SRF Limited tanked over 12% on reporting 73% year-on-year (yoy) drop in net profit at Rs 22 crore for the first quarter ended June, due to mark-to-market loss of Rs 46 crore incurred by the company because of foreign exchange fluctuations. Net sales too dipped 3% at Rs 810 crore on y-o-y basis.
Tips Industries gained 4% after the board of Taurani Brothers-promoted movies and entertainment company approved the buyback of its shares at a maximum price of Rs 90 per share through an open market purchase.
Jubilant FoodWorks dipped over 4% after reporting a decline in operating margins and the same-store sales for the first quarter end June 2012.

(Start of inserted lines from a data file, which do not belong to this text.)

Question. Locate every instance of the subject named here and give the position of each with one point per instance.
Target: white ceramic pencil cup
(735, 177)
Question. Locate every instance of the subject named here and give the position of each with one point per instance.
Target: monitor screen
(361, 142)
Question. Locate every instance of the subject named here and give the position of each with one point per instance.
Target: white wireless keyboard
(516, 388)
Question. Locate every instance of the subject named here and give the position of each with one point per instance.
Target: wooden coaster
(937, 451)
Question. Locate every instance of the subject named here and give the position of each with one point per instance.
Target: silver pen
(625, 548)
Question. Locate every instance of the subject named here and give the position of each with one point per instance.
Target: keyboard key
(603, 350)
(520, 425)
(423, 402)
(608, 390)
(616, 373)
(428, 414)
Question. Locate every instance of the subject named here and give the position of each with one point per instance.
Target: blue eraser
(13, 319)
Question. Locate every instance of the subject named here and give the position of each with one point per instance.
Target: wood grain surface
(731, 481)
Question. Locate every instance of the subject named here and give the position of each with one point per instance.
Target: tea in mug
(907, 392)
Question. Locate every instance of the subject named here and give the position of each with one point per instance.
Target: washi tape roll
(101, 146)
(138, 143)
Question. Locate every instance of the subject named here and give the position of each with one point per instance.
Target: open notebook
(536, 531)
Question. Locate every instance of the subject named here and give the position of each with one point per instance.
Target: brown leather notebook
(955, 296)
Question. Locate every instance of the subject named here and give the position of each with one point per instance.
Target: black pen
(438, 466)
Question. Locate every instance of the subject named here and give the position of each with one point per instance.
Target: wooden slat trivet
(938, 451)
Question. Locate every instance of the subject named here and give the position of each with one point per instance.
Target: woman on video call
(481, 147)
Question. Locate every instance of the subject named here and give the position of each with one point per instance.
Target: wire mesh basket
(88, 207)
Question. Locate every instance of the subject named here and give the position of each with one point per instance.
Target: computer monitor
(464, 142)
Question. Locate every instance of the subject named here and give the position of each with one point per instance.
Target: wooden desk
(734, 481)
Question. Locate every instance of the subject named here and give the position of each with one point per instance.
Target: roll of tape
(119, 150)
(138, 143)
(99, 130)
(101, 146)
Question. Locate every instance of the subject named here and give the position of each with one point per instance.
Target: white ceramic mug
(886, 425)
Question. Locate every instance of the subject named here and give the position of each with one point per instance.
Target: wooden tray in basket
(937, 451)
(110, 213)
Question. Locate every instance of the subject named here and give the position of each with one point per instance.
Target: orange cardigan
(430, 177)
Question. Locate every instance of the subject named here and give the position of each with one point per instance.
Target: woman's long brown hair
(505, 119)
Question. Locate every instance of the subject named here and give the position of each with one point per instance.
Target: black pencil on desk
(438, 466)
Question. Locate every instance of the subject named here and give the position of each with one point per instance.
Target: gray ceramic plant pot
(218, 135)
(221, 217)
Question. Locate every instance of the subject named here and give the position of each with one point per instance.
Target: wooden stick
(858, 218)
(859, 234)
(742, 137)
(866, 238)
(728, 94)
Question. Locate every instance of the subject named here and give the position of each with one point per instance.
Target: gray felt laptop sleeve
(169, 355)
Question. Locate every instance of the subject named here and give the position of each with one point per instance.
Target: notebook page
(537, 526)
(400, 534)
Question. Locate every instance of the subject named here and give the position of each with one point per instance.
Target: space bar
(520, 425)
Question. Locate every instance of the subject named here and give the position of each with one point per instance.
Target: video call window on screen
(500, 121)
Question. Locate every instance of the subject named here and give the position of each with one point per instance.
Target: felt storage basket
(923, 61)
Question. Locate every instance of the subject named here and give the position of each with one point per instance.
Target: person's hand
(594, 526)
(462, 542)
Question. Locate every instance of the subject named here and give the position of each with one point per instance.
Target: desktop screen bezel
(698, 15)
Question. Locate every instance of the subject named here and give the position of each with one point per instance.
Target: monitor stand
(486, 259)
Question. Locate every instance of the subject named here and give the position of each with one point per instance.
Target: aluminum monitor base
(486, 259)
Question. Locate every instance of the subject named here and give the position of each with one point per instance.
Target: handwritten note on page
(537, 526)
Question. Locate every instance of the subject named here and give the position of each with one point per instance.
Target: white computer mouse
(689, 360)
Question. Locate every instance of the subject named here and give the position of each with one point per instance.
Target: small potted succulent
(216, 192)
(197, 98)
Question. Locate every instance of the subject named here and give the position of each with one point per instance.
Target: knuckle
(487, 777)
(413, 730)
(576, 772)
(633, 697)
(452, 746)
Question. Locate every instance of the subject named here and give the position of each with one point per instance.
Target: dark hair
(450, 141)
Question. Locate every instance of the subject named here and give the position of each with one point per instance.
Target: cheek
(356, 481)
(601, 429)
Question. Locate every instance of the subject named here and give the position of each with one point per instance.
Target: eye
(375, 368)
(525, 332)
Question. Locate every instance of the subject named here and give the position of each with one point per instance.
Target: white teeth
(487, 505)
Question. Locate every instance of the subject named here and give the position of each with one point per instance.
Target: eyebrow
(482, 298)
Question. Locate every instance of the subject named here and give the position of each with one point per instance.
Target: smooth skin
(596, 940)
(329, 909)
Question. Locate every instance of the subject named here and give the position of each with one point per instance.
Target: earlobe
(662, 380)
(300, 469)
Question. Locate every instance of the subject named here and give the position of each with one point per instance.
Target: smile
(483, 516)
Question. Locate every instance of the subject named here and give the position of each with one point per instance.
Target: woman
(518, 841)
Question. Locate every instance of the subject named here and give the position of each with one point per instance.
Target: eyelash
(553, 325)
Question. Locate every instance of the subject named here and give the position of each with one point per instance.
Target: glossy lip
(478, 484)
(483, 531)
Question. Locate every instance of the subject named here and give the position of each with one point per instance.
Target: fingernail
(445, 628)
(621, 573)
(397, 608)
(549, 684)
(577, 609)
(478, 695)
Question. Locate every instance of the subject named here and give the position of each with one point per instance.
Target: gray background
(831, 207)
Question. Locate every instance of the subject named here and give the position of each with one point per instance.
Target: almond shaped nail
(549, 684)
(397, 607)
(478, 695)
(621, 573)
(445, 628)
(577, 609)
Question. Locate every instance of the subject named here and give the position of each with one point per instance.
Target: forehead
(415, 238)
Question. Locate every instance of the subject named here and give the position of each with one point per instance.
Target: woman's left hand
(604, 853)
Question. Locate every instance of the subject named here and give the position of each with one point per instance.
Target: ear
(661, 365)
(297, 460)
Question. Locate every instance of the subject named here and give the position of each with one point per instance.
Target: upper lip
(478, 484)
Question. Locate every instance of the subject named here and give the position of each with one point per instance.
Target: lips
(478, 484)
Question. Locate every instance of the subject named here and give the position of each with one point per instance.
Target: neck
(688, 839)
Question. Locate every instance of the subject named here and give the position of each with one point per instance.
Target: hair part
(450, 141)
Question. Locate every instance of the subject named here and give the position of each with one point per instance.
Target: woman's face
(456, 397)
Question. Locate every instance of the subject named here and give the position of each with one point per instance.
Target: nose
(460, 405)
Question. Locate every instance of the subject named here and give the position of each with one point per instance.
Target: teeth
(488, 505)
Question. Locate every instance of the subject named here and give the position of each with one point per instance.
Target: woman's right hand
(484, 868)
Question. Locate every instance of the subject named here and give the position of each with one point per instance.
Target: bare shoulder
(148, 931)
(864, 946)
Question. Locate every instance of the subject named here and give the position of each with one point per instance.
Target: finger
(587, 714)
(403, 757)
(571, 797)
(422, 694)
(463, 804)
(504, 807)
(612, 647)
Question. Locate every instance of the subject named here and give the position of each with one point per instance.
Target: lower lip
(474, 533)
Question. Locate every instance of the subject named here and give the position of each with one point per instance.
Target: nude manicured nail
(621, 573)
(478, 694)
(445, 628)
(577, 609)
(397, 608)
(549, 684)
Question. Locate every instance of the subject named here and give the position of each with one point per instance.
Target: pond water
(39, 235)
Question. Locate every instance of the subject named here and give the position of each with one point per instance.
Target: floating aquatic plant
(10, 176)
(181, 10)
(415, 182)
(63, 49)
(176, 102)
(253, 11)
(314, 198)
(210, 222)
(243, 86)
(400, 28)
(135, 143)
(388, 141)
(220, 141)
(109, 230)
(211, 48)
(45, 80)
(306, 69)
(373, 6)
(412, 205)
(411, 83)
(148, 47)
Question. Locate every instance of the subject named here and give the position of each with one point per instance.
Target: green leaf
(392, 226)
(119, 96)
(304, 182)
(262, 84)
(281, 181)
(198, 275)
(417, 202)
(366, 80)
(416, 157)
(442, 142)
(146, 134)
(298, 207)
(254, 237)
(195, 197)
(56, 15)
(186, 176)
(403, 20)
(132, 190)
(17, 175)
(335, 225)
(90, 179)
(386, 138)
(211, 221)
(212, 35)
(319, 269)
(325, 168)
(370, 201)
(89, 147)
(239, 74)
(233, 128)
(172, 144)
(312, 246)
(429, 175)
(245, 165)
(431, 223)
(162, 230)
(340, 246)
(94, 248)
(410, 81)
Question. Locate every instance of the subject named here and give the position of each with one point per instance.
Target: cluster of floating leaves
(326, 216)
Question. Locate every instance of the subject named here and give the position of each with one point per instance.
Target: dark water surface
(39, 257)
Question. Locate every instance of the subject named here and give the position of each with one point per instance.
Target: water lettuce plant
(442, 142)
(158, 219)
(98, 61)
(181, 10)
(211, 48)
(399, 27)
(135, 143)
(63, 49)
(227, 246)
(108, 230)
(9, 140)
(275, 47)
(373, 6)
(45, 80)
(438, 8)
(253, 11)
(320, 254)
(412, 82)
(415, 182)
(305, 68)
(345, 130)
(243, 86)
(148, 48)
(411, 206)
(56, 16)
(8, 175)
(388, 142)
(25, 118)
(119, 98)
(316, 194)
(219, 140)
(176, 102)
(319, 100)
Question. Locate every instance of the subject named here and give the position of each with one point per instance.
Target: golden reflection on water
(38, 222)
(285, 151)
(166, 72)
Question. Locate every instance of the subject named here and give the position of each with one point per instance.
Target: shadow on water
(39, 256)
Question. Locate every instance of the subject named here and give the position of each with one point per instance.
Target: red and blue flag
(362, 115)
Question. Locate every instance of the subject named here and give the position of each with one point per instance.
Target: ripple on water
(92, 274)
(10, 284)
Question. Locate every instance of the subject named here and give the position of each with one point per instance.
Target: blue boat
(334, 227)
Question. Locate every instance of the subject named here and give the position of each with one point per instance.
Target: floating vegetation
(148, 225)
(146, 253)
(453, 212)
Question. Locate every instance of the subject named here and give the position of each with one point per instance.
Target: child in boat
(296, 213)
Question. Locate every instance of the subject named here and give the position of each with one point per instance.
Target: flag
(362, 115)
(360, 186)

Atul Limited rallied 4% after reporting a net profit of Rs 37.48 crore for the first quarter ended June 2012 as compared to the previous corresponding period, on the back of higher sales and foreign exchange gains.
Raymond Limited dipped 4% to Rs 336 after reporting a consolidated net loss of Rs 35 crore for the June-ended quarter against a net profit of Rs 11 crore a year ago, due to higher operational costs.
The broader indices were battered more as compared to benchmarks BSE Midcap and Smallcap indices ended down by over 2% each.
The market breadth ended dismal with 1,935 declining and 842 shares advancing in the BSE.